Debugging and trying to obfuscate the decompiled code in Visual Studios

Instead of a decompiler lets try using a debugger to walk through the assembly and see if there are some changes we can make at that level. We can see the malware author has done extensive obfuscation already. We saw this when investigating the source code above where we found functions that did nothing. Here at assembly level we see dead code insertion via nop and padding at the base of the file;

NOP Dead code insertion in Orcus
End of file padding

One thing we could do for an easy demonstration is change the register from the padding at the end from EAX to EBX but let us try something more challenging. One thing I am worried about is damaging the code functionality so I am going to replace some of the NOP commands with push EAX; pop EAX which should serve the same function, this demonstrates dead code insertion and instruction substitution. This was done for multiple pairs of NOP commands found.

Replaced NOP with Push/Pop obfuscation

After this small change we have a hash of; 5AED9A880DB19E1EC35E8A63C09EEF45EC50A2C7 lets see if this, before packing it, makes a difference to out detection rate. As expected this file hash has nothing found on Virus Total. When uploading the file itself we get 42/70 detection rate. This is somewhat better than the initial 50/68 we got initially.

After our obfuscation

If we pack this malware after the changes we get a hash of 2AB951E7904EBBF355954C5501E6D5EE356120AF and this hash still has no matches on Virus Total. Interestingly when we upload this file to Virus Total we get 32/68 detections. Which is higher than our initial packed file. This could be due to the frequency of uploads we have done and the time the detectors have had to analyse our files.

As one final test lets try register swapping at the end of file padding to see if there is any difference. We will also change 1 registry used for an actual instruction. As this is a complex code and to avoid breaking it we will change the registry used at the beginning of the binary.

If we swap the EAX registers used to EBX we can then assess the results.

With this process complete and the resulting file dumped into an exe, we pack it with NetShrink again and have a hash of 5AED9A880DB19E1EC35E8A63C09EEF45EC50A2C7. The result here is unexpected with 42 detectors identifying the malware;

When we upload the file, itself we get the same result. Three conclusions that we could draw from this are; VirusTotal and its detectors are learning from our uploads each time we obfuscate the malware to become more accurate at detecting its malicious nature. The packer we used, NetShrink could be relatively obscure and the detectors had to spend time analysing it(in this case over a 2 week period). Finally, it could be the obfuscation methods we used towards the end, where we focused on changing small segments of the code in the debugger were insufficient to fool the detectors – in this case it is highly possible block hashing was used. While our obfuscation efforts gave us mixed results, we were able to go through several obfuscation

References and bibliography

[1] Ilsun You, Kangbin Yim. (2010) ‘Malware Obfuscation Techniques: A Brief Survey‘, BWCCA 2010

[2] Philip Okane, Sakir Sezer, Kieran Mclaughlin. (2011) ‘Obfuscation: The Hidden Malware‘, IEEE Security & Privacy

[3] Jian Li, Jun Xu, Ming Xu, HengLi Zhao, Ning Zheng. (2009) ‘Malware Obfuscation Measuring via Evolutionary Similarity (2009)’,First International Conference on Future Information Networks

[4] Lysne O. (2018) ‘Static Detection of Malware’, The Huawei and Snowden Questions. Simula Springer Briefs on Computing, vol 4. Springer

[5] Kristian Iliev (2017) ‘Top 6 Advanced Obfuscation Techniques Hiding Malware on Your Device’,https://sensorstechforum.com/advanced-obfuscation-techniques-malware/ (accessed: 13/03/2019)

[6] Dr.
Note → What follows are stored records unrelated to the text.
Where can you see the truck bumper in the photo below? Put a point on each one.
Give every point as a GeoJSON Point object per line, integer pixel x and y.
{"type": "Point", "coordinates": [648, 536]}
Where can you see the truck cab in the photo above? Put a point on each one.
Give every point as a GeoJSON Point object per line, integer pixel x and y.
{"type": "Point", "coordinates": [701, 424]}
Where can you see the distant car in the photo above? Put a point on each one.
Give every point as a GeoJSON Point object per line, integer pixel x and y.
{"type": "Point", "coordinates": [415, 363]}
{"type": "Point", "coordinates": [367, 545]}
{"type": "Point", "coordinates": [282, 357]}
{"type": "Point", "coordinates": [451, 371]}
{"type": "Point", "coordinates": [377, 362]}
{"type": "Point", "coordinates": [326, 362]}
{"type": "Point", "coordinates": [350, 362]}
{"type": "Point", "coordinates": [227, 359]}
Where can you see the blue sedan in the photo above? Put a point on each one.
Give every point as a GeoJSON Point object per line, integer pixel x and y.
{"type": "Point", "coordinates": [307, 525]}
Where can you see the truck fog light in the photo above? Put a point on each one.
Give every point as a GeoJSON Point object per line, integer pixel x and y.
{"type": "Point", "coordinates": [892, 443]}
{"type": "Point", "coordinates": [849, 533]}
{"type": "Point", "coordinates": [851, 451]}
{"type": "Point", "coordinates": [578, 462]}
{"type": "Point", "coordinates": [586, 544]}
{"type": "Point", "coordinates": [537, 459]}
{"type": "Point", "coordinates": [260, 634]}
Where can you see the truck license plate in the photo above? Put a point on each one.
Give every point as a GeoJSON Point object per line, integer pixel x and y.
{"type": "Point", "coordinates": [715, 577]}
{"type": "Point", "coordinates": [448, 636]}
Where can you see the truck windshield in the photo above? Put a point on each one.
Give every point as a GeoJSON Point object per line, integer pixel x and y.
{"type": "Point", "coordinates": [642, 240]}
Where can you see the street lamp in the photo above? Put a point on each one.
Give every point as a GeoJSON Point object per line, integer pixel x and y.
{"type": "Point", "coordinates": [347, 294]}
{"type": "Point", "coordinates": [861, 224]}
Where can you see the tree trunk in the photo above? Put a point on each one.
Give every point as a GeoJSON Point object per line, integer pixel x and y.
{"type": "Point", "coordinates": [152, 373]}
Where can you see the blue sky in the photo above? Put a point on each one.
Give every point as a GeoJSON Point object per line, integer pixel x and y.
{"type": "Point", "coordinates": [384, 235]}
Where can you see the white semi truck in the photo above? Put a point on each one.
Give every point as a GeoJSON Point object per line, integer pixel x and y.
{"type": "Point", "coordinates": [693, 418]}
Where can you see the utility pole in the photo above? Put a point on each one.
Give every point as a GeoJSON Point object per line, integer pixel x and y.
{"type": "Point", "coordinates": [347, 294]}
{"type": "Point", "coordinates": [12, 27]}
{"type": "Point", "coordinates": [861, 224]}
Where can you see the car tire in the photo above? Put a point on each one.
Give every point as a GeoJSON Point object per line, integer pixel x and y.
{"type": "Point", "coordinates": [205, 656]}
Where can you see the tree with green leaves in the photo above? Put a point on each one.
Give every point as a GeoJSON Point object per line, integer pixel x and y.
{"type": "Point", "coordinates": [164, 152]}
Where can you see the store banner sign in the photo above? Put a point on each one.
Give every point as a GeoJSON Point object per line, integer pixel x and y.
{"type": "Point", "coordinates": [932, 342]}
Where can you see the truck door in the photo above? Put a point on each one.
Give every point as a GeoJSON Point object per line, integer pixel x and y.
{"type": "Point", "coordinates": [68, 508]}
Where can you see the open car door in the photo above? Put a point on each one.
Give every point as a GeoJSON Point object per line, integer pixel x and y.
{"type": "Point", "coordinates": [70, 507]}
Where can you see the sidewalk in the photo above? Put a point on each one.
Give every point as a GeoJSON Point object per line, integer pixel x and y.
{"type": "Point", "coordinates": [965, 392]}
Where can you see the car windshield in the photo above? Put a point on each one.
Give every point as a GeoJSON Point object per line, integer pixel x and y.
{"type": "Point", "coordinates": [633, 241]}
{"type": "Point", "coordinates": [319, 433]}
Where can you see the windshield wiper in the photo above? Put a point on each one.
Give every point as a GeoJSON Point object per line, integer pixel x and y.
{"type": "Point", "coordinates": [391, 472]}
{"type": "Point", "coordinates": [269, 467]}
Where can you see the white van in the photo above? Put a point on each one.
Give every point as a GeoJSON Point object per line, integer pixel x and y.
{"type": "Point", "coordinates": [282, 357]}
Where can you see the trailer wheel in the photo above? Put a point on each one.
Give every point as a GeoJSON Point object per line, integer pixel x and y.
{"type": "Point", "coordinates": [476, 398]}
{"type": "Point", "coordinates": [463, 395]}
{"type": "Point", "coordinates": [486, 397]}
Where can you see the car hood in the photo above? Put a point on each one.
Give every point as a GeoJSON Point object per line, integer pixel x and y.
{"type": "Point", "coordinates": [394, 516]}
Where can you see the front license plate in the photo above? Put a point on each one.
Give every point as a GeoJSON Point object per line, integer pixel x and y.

Amit Kumar Bindal, Navroop Kaur. (2016) ‘A complete dynamic malware analysis’, International Journal of Computer Applications

[7] Mario Luca Bernardi, Marta Cimitile, Francesco Mercaldo, Damiano Distante. (2016) ‘A constraint-driven approach for dynamic malware detection’, 14th Annual Conference on Privacy, Security and Trust

Figures 1, 2 & 3: Camouflage In Malware: From Encryption To Metamorphism (2012)         ; Babak Bashari Rad, Maslin Masrom, Suhaimi Ibrahim



Malware Analysis Lesson 4; Dynamic Analysis

Last week we looked at static analysis, investigating malware without running it. We looked at some problems with this, the obfuscated source code, calling libraries dynamically and a multitude of methods malware authors can use to frustrate analysts. When this is successful and we have all the information we can get from static analysis we can go deeper in trying to identify what the malware is doing. The way we do this is with Dynamic Analysis, where we run the malware in a sandbox and monitor what changes it makes to the system, what network calls are made, what it looks like in the RAM etc. By monitoring the malware while it is running we are able to identify its functionality and behavior. For example the function names we found in out static analysis strings dump may not all be called when its run, dynamic analysis lets us confirm what is going on.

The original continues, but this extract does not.